2. Egzersiz Hakkında Genel Öneriler

  • Bütün diyabetli çocuk ve ergenlerdüzenli egzersiz programı yapmalıdır.
  • Egzersizin, uygun ana öğünler sonrası her gün yapılması gereklidir.
  • Fiziksel aktivite/oyun diyabetli çocuğun yaşına, isteğine ve yeteneğine uygun olmalıdır.
  • Çocuğun keyif alarak yapacağı ve takım içinde olacağı egzersizler tercih edilmelidir.
  • Egzersize kısa ve az yoğun programlarla başlanıp süresi ve şiddeti kademeli olarak arttırılmalıdır.
  • Egzersiz öncesi, sırasında ve sonrasında kan şekeri takibi yapılmalıdır.
  • Egzersiz sırasında diyabetli çocuk ya da ergen yanında mutlaka kesme şekeri bulundurmalıdır.
  • Egzersiz açken veya yemekten hemen sonra yapılmamalı, ideal olarak yemeklerden 1-2 saat sonra yapılmalıdır.
  • Kullanılan kısa ve hızlı etkili insülinin pik saatlerine dikkat edilerek egzersiz zamanı planlanmalıdır.
  • İnsülinin hızlı emilimine yol açacağı için egzersizin aktif olarak etkilediği bölgeye insülin yapılmamalıdır. Örneğin: bisiklete binilecekse insülin uygulaması bacağa yapılmamalıdır.
  • Egzersiz öncesi insülin dozunun azaltılması gerekebilir.
  • Egzersizden önce kan şekeri 100 mg/dl altında ise yoğun egzersiz yapılmaz. 100-200 mg/dl ise 15 g ek kompleks karbonhidrat (yaklaşık 1-15 g/kg) alınmalıdır.
  • Egzersize mutlaka 5-10 dakikalık ısınma periyodu ile başlanmalı ve egzersizin sonunda 5-10 dakikalık soğuma periyodu bulunmalıdır.
  • Aerobik egzersizler, orta ve yoğun şiddette, haftada en az 3 gün ve günde 30-45 dakika olmalıdır. Önerilecek aerobik egzersizler; yüzme, yürüme, koşma, bisiklete binme gibi.
  • Egzersiz sırasında bol su ve sade soda tüketilmelidir.
  • Egzersiz yapılacak ortamın ısısına uygun kıyafet seçilmelidir.
  • Egzersiz için uygun ayakkabı giyilmelidir.

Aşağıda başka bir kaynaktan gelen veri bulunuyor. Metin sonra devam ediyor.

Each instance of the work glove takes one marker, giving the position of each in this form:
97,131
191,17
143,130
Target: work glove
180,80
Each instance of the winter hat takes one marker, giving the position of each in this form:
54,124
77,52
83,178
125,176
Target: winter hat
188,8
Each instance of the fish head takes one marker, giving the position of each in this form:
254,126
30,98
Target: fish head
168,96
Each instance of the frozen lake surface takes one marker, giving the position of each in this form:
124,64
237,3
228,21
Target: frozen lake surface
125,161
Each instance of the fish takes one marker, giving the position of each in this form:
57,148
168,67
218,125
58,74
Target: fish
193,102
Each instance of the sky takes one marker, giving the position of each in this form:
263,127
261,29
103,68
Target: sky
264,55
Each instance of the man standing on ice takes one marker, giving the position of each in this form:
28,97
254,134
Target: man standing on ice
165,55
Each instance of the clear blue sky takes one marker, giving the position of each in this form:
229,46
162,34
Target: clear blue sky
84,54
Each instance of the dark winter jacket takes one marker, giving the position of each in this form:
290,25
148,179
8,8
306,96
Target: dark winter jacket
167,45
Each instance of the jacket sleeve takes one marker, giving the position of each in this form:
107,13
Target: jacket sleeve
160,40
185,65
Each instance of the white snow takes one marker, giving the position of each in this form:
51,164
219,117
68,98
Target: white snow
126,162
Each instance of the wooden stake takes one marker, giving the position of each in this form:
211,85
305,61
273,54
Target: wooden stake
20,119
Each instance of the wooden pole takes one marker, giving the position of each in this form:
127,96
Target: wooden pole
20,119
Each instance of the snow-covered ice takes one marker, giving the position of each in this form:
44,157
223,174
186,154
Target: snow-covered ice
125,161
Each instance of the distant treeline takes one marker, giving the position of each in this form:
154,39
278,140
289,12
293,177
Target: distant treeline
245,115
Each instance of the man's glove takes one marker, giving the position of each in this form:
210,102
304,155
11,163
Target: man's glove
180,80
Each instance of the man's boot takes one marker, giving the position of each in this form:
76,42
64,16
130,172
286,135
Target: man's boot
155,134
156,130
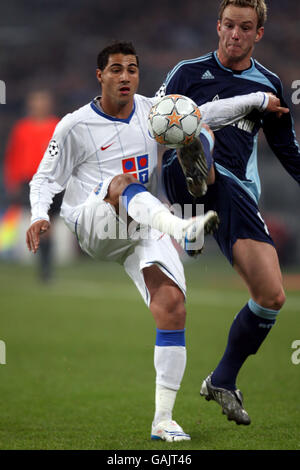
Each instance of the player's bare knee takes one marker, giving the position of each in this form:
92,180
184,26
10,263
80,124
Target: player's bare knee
170,313
205,126
273,301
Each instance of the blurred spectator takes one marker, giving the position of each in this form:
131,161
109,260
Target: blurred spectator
26,145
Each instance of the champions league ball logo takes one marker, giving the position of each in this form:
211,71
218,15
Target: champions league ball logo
53,148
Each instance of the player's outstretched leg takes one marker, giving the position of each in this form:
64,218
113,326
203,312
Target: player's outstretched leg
169,431
168,309
146,209
231,401
193,162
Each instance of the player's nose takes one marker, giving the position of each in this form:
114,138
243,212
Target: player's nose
125,76
235,33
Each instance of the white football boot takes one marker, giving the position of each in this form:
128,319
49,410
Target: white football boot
193,234
169,431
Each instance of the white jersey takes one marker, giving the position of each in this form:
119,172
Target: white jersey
89,146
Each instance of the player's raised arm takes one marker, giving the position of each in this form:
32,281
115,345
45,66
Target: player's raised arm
34,232
220,113
51,178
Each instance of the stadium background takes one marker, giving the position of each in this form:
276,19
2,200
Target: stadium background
54,44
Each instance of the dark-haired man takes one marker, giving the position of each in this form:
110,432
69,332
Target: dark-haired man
242,234
105,159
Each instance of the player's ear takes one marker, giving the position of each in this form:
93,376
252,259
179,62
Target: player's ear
99,75
259,34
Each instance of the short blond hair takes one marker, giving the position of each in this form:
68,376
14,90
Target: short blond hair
258,5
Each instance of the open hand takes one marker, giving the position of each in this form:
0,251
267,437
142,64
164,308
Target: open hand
34,232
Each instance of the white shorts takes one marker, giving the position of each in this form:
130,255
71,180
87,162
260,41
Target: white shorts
104,236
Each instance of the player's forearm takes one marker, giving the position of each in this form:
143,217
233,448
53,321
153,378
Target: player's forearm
42,192
220,113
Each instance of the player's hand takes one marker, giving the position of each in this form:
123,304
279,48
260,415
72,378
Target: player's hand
34,232
274,106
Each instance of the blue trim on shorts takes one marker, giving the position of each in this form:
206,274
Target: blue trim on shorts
170,337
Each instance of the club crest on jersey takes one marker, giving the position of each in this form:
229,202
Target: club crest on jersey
98,188
138,167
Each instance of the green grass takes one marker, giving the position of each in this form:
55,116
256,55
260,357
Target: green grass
80,375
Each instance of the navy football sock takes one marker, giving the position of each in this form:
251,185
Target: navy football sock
246,334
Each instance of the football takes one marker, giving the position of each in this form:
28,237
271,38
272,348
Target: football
174,121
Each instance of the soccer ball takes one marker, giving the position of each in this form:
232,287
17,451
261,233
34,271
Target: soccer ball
174,121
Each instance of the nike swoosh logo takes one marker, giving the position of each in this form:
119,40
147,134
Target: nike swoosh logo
106,147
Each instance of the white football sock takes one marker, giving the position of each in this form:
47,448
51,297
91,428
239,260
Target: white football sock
146,209
169,362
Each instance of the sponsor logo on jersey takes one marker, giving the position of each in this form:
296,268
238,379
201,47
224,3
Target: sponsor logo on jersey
98,188
53,148
207,75
138,167
245,125
104,147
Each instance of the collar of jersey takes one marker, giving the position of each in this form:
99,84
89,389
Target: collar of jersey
111,118
244,72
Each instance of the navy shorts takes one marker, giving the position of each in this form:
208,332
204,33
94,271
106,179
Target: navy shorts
238,212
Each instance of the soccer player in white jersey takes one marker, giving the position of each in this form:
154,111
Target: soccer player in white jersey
104,158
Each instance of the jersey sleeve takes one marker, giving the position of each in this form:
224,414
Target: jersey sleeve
174,83
220,113
55,169
281,137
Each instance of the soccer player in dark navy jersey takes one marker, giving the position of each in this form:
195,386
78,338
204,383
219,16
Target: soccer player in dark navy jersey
242,236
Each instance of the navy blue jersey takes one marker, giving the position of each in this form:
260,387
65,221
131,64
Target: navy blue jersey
235,153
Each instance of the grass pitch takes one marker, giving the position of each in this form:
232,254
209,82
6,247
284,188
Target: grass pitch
79,363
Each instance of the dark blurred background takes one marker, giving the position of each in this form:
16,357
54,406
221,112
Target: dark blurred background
54,44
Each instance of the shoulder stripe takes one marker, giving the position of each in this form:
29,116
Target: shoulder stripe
265,68
185,62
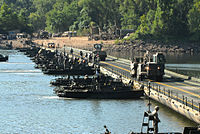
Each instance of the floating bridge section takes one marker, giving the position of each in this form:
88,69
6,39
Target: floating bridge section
178,92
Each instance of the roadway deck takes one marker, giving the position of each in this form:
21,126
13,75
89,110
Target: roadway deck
185,91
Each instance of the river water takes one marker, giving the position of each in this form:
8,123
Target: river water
28,105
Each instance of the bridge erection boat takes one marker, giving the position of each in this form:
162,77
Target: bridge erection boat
101,87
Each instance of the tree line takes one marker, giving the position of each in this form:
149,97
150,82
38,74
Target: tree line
166,19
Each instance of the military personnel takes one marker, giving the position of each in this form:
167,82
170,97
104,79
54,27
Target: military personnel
156,120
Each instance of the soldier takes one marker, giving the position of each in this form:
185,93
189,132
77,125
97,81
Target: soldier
81,53
146,57
156,120
71,51
106,130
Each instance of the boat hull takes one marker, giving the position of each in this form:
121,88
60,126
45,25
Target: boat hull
132,94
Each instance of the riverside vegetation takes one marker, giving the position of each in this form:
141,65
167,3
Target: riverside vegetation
156,19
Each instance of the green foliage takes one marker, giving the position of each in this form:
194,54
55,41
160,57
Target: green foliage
156,19
194,21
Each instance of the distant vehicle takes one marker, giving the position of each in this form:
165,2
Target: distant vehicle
65,34
3,58
21,35
3,36
43,35
51,45
56,34
148,68
107,34
99,53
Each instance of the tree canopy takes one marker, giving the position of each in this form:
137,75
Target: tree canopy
148,18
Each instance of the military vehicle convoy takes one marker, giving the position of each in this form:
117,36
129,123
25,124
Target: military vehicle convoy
106,34
98,53
148,68
43,34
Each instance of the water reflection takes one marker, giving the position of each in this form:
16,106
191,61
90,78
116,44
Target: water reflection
28,105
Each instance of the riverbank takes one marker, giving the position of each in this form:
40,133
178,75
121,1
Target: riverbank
156,46
119,46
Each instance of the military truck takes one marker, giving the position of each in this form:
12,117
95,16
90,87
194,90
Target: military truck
51,45
98,53
106,34
43,35
148,68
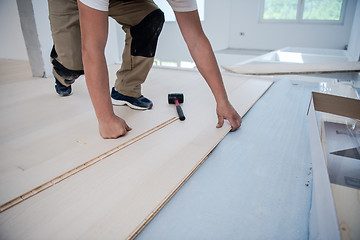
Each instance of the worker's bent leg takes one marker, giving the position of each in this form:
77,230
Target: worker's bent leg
66,54
142,22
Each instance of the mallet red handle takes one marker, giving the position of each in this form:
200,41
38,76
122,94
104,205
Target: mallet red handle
179,110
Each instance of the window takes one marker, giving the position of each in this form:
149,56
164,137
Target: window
169,14
303,10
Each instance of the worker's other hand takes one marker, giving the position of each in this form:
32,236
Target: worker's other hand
114,127
226,111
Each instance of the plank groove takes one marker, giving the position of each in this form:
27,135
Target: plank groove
117,197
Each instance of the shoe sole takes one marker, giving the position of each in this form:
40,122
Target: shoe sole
122,103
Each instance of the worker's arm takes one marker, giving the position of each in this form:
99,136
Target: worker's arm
203,55
94,31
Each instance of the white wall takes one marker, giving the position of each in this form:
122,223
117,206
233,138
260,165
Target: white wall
12,45
271,36
354,43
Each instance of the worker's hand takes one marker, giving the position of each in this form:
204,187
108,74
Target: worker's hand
226,111
113,127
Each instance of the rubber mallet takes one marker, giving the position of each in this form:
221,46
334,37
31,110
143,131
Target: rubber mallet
177,98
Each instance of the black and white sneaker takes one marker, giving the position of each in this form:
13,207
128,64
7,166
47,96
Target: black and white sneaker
61,89
140,103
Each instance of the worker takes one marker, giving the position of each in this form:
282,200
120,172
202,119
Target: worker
93,16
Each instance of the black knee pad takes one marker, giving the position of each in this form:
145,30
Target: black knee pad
67,74
145,34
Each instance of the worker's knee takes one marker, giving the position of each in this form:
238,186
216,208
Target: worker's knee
145,34
68,74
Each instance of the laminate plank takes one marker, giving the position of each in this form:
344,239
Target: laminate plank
118,196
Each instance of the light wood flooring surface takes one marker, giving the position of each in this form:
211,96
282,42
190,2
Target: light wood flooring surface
44,136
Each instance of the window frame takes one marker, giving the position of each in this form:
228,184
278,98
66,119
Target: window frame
299,15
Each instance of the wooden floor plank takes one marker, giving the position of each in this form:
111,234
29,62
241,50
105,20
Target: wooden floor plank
294,68
116,197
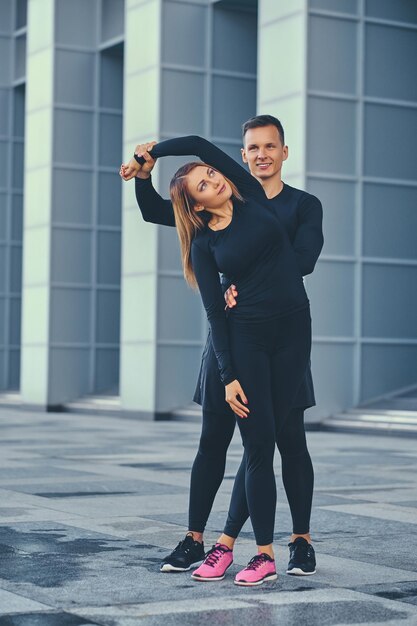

3. Egzersiz Yapılmasının Uygun Olmadığı Durumlar

  1. Yemek yedikten hemen sonra (ilk bir saat içinde),
  2. İnsülin yapıldıktan hemen sonra,
  3. Kan şekeri seviyesi 100 mg/dl’nin altında ise,
  4. Kan şekeri seviyesi 250 mg/dl’nin üstünde ve idrarda keton varsa,
  5. Hastalık durumunda,
  6. Aşırı sıcak ve soğuk ortamlarda.

4. Beden Eğitimi Dersi ve Yarışmalı/Antremanlı Sporlar

a. Beden Eğitimi Dersi

Diyabetli çocukların beden eğitimi derslerine aktif katılımı önerilmektedir. Milli Eğitim Bakanlığı’nın direktifleri doğrultusunda genel anlamda tüm derslerin saat ve günü belirlenmiştir. Bu nedenle diyabetli birey ve çocuklarımızda ders öncesi ve sonrası alınacak tedbirler sağlanabilmektedir.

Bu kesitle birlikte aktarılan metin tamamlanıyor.